If a client believes they were improperly denied an SEP related to a carrier exit, or if Healthcare.gov rejects their enrollment for a technical reason, the appeals path is through the Marketplace appeals process. The broker can assist in preparing the appeal documentation, but the client must be the named appellant. For a walkthrough of the Marketplace appeals process, see the broker guide to Marketplace eligibility appeals.

For clients who lose coverage due to the exit and cannot re-enroll before the SEP closes (rare, but possible if the notice was defective), the exceptional circumstances SEP may apply. CMS provides this SEP for enrollees who faced circumstances beyond their control. See the exceptional circumstances SEP guide for the documentation requirements.

FAQ: Carrier Market Exit

Common questions brokers ask when managing an ACA carrier exit event.

Does a client keep their subsidy if a carrier leaves the market mid-year?

Yes, provided they enroll in a new plan before their SEP window closes. The APTC amount recalculates against the new plan's premium at the time of re-enrollment. If the new plan's premium is lower than the benchmark, the subsidy may decrease. If the client misses the 60-day window, they lose coverage entirely and may not qualify for another SEP until the next Open Enrollment Period.

Can a broker shop plans for an affected client immediately, before the old plan terminates?

Yes. The SEP begins on the date the enrollee receives notice of termination, which under CMS rules must be at least 30 days before the coverage end date for mid-year exits. A broker can pull Marketplace quotes the day the notice arrives and submit the new enrollment before the termination date. The new coverage effective date will align with the day after the old coverage ends.

What happens to a client's deductible accumulation when they switch plans due to a carrier exit?

Deductible and out-of-pocket accumulation does not transfer between carriers. Each plan year and each insurer tracks its own accumulator. A client who has met 60 percent of their deductible with the exiting carrier starts at zero with the new carrier. This is clinically significant for clients managing ongoing treatment, and brokers should raise it explicitly during re-enrollment conversations.

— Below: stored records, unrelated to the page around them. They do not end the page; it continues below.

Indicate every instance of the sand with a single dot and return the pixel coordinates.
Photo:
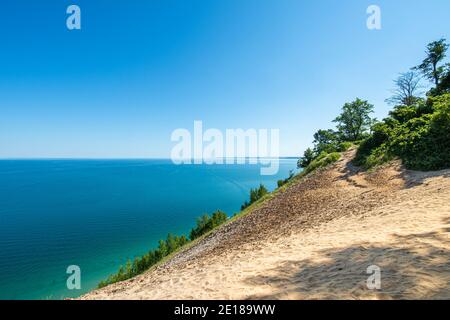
(316, 239)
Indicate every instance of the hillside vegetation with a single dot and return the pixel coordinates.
(417, 130)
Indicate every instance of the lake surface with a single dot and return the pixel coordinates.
(98, 213)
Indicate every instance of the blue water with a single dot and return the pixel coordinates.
(98, 213)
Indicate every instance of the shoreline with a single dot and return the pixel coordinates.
(312, 240)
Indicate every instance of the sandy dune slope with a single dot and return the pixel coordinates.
(315, 240)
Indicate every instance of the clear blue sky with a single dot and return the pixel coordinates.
(140, 69)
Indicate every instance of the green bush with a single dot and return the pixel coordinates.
(284, 181)
(255, 195)
(419, 135)
(323, 160)
(206, 224)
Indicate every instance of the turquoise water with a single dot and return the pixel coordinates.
(98, 213)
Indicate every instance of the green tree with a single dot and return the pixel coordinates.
(407, 89)
(436, 52)
(354, 121)
(308, 157)
(325, 140)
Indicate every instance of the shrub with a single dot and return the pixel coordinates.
(419, 135)
(206, 224)
(284, 181)
(255, 195)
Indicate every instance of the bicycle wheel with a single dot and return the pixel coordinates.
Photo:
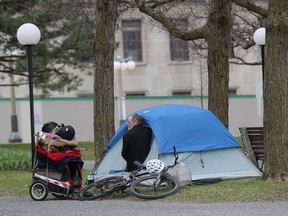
(100, 188)
(38, 190)
(153, 187)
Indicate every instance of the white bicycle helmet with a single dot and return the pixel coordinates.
(155, 166)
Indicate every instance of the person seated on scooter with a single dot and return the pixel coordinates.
(57, 138)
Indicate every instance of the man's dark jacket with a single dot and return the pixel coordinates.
(136, 145)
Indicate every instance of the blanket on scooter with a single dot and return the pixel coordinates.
(57, 160)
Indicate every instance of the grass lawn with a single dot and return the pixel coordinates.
(16, 183)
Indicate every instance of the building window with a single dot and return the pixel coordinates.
(179, 48)
(132, 43)
(135, 94)
(232, 91)
(181, 93)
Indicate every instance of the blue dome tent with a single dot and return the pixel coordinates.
(203, 143)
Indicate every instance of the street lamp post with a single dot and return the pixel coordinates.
(28, 35)
(260, 39)
(121, 65)
(11, 57)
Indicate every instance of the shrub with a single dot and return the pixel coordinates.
(14, 160)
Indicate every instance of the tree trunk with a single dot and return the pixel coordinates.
(218, 37)
(276, 92)
(104, 42)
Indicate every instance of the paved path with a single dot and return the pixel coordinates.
(88, 164)
(18, 206)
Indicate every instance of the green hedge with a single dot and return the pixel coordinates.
(14, 160)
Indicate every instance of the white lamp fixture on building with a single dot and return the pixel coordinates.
(28, 35)
(121, 65)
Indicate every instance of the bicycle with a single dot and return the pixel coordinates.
(154, 183)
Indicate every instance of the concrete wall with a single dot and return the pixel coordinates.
(78, 112)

What if the client's doctors are not in-network at any available plan in the area?

Carrier exits occasionally leave enrollees in areas with limited network alternatives. In that scenario, the broker should document the search, inform the client of the available options, and recommend the client contact the exiting carrier to request continuity of care provisions during the transition. Some states mandate a continuity of care period of 30 to 90 days after carrier exit. The broker's obligation is to present available options accurately, not to guarantee a specific provider relationship.

Is there a penalty for a broker who fails to re-enroll an AOR client after a carrier exit?

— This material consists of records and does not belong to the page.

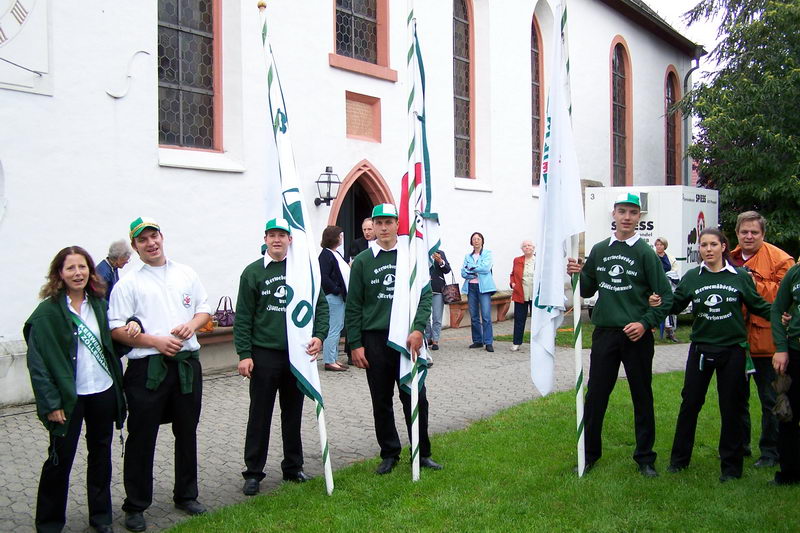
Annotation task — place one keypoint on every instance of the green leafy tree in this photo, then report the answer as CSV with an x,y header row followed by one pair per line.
x,y
749,141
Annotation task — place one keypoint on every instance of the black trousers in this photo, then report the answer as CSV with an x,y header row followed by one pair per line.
x,y
764,376
610,347
146,410
99,411
731,388
382,375
272,374
789,432
521,311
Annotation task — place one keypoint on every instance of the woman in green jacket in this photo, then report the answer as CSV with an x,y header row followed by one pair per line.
x,y
717,291
76,377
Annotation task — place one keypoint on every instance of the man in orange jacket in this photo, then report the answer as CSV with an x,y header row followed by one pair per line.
x,y
767,265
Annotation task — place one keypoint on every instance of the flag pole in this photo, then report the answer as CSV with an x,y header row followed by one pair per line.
x,y
578,338
323,441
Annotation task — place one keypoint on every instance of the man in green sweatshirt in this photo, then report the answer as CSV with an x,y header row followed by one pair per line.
x,y
367,314
259,334
625,271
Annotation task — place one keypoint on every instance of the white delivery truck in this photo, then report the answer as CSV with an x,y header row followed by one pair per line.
x,y
673,212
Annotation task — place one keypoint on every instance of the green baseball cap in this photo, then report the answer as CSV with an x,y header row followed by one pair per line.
x,y
384,210
142,223
278,223
628,198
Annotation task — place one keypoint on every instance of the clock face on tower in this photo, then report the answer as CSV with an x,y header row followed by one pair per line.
x,y
25,46
13,16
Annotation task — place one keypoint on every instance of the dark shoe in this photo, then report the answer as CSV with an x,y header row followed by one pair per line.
x,y
765,462
387,465
251,487
135,522
589,466
648,471
191,507
674,469
427,462
297,477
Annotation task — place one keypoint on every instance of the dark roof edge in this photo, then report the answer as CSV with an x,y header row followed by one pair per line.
x,y
643,15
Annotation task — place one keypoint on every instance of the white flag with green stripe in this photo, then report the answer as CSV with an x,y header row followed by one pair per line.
x,y
303,282
560,214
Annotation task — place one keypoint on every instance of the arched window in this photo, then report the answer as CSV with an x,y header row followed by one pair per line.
x,y
462,90
672,137
536,103
620,116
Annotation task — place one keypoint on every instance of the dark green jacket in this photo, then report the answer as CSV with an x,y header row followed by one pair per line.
x,y
52,355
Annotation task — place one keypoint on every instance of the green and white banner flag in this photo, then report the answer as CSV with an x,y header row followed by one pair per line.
x,y
560,213
302,267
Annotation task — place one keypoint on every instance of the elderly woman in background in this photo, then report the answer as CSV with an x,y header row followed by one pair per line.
x,y
76,377
335,274
671,270
479,287
522,290
119,253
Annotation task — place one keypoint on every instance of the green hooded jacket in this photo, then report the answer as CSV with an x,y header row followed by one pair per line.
x,y
52,355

There is no federal regulatory penalty specific to brokers who do not re-enroll affected clients. The risk is reputational and economic: an uninsured client who incurs claims during the coverage gap may hold the broker responsible. Errors and omissions carriers treat undocumented re-enrollment outreach as a material gap in professional practice. Best practice is to send written outreach (email or letter) to every affected AOR client within 48 hours of receiving a carrier exit notice, and to document that outreach.